Tapestry Triumph of Scipio: Scipio Giving a Crown to Laelius
Artist: Workshop of Heinrich Mattens
Title: Triumph of Scipio: Scipio Giving a Crown to Laelius
Date: c. 1600
Medium: Silk, wool, gold and silver thread
Dimensions: 15' 6" x 13' 6"
Accession number: MSA SC 4680-30-0004
This tapestry is one of a series of twenty-two taperstries entitled The Triumph of Scipio. The tapestries visually recount the achievements of the Roman statesman and general "Scipio Africanus" (Publius Cornelis Scipio, 236-183 B.C.) during the Second Punic War between Rome and Carthage. This tapestry depicts Scipio sitting on a throne and presenting a mural crown to Gaius Laelius for his succesful military actions against the Carthaginians. Roman officers and lictors are also depicted in this scene as well as the army in the background.

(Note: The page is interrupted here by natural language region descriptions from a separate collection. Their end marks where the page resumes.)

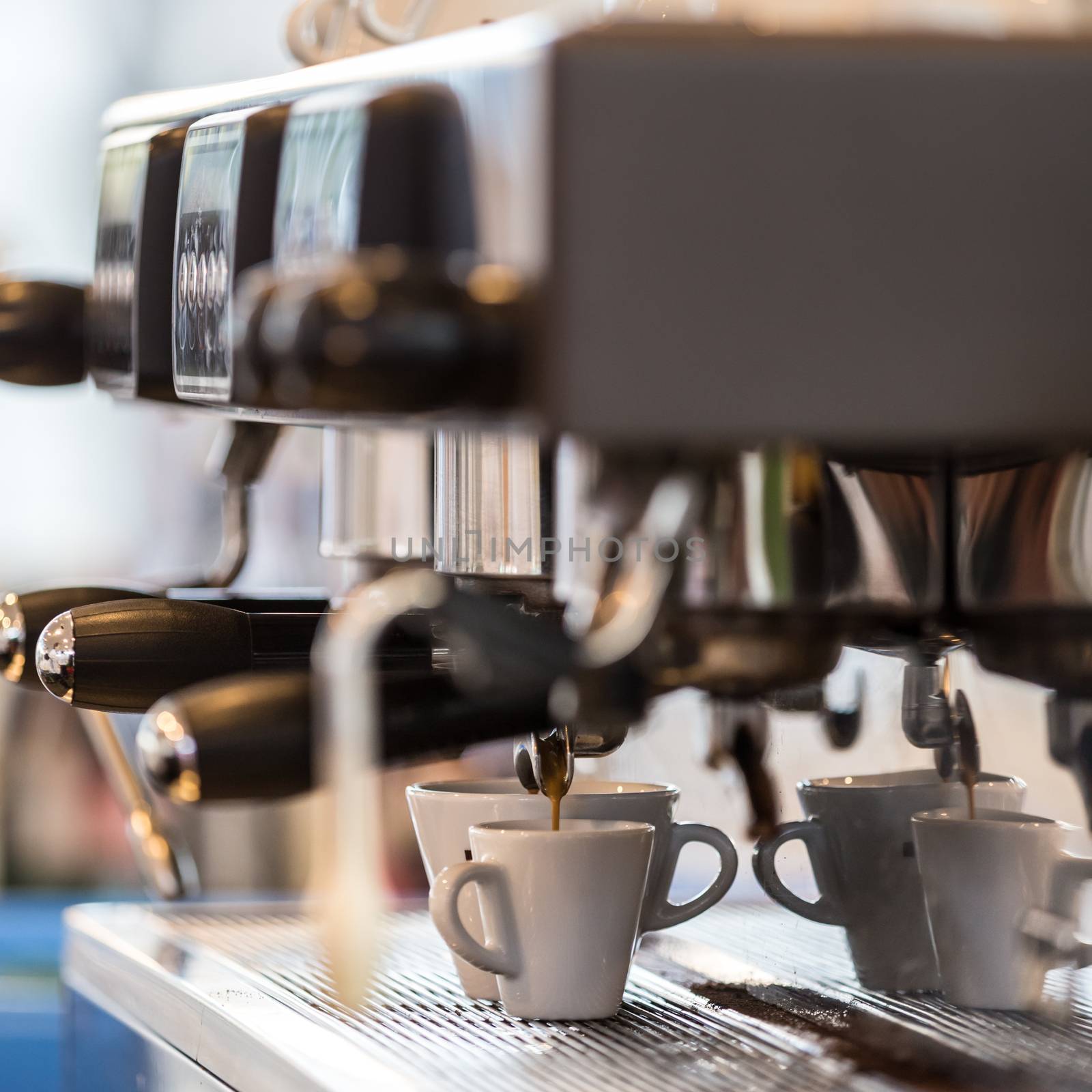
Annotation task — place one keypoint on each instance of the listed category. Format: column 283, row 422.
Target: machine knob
column 397, row 331
column 25, row 617
column 42, row 333
column 250, row 736
column 125, row 655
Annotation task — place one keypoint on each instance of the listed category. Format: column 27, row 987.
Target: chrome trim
column 169, row 753
column 55, row 657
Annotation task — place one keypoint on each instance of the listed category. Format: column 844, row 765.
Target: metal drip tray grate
column 745, row 998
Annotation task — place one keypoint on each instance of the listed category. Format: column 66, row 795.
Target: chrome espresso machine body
column 649, row 358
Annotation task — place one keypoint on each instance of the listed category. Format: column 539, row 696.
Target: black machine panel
column 224, row 227
column 129, row 300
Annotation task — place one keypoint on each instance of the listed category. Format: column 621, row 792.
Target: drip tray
column 743, row 998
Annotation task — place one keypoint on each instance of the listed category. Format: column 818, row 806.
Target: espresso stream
column 554, row 766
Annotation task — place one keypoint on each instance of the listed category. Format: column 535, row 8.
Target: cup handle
column 824, row 910
column 444, row 906
column 664, row 913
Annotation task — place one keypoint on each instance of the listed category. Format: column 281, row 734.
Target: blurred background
column 134, row 504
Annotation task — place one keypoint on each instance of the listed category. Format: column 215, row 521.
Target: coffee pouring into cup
column 445, row 811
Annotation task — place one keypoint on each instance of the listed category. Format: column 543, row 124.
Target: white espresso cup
column 560, row 911
column 986, row 880
column 859, row 840
column 442, row 813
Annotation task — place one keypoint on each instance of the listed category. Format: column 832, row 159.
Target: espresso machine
column 649, row 356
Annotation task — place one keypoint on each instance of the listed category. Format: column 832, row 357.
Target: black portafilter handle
column 251, row 737
column 25, row 616
column 125, row 655
column 42, row 333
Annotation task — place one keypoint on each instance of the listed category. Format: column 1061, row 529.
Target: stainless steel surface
column 240, row 457
column 1024, row 533
column 377, row 494
column 926, row 715
column 494, row 513
column 169, row 753
column 742, row 998
column 528, row 757
column 55, row 657
column 498, row 74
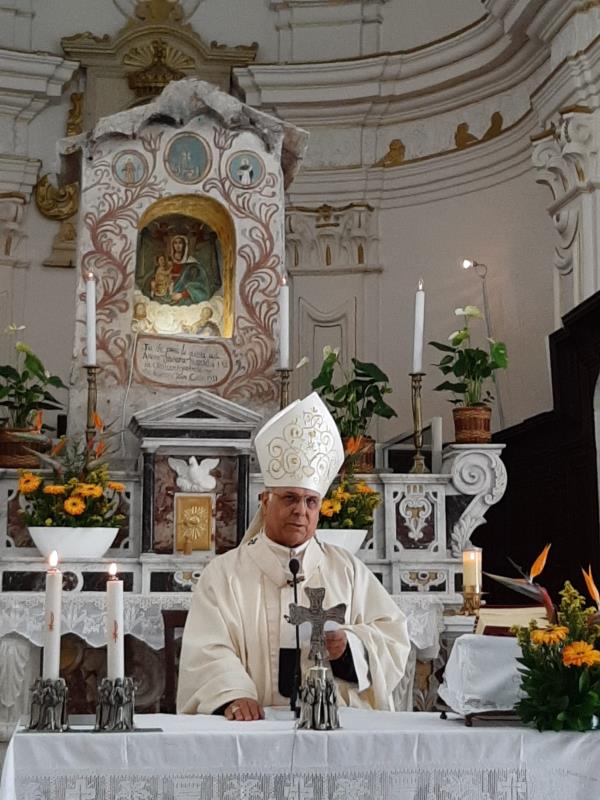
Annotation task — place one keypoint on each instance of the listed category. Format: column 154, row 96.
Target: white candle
column 284, row 325
column 115, row 652
column 52, row 611
column 90, row 318
column 418, row 332
column 472, row 569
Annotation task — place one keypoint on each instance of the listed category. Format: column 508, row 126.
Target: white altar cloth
column 382, row 755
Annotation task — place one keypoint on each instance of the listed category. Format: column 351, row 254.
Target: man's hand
column 336, row 642
column 244, row 709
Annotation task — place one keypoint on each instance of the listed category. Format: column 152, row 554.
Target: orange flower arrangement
column 79, row 493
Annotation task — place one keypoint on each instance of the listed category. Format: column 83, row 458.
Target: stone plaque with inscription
column 181, row 362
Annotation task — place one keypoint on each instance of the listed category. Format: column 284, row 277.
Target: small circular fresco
column 129, row 168
column 245, row 169
column 187, row 158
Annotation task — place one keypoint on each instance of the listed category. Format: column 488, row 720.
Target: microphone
column 294, row 567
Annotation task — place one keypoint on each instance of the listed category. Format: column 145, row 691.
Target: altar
column 391, row 756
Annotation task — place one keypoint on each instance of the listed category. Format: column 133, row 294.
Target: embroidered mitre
column 300, row 446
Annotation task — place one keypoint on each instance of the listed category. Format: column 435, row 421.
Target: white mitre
column 299, row 447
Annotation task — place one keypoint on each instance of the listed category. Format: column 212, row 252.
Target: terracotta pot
column 13, row 454
column 472, row 424
column 364, row 460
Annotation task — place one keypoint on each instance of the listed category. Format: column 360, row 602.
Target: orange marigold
column 29, row 482
column 579, row 654
column 74, row 506
column 54, row 488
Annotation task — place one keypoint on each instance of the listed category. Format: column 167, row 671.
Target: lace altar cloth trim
column 83, row 614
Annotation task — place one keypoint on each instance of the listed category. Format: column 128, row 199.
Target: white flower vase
column 348, row 538
column 73, row 544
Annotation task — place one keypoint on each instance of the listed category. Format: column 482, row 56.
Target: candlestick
column 115, row 653
column 284, row 325
column 90, row 318
column 418, row 331
column 52, row 611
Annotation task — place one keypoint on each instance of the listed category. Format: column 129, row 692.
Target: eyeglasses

Italian Renaissance artist Giulio Romano (1499-1546) created the drawings that served as the basis for the initial tapestries, which were woven in 1536. That series was so popular that several copies were made in the sixteenth and seventeenth centuries, including one woven for King Charles I of Spain about 1600 in the Brussels workshop of Heinrich Mattens. This particular set was eventually broken up and media magnate William Randolph Hearst bought two tapestries from the set (this one and Scipio Giving a Crown to Laelius) in 1910; these were presented to the Peabody Institute by the Hearst Foundation in 1961. They are among the finest Renaissance tapestries in the United States.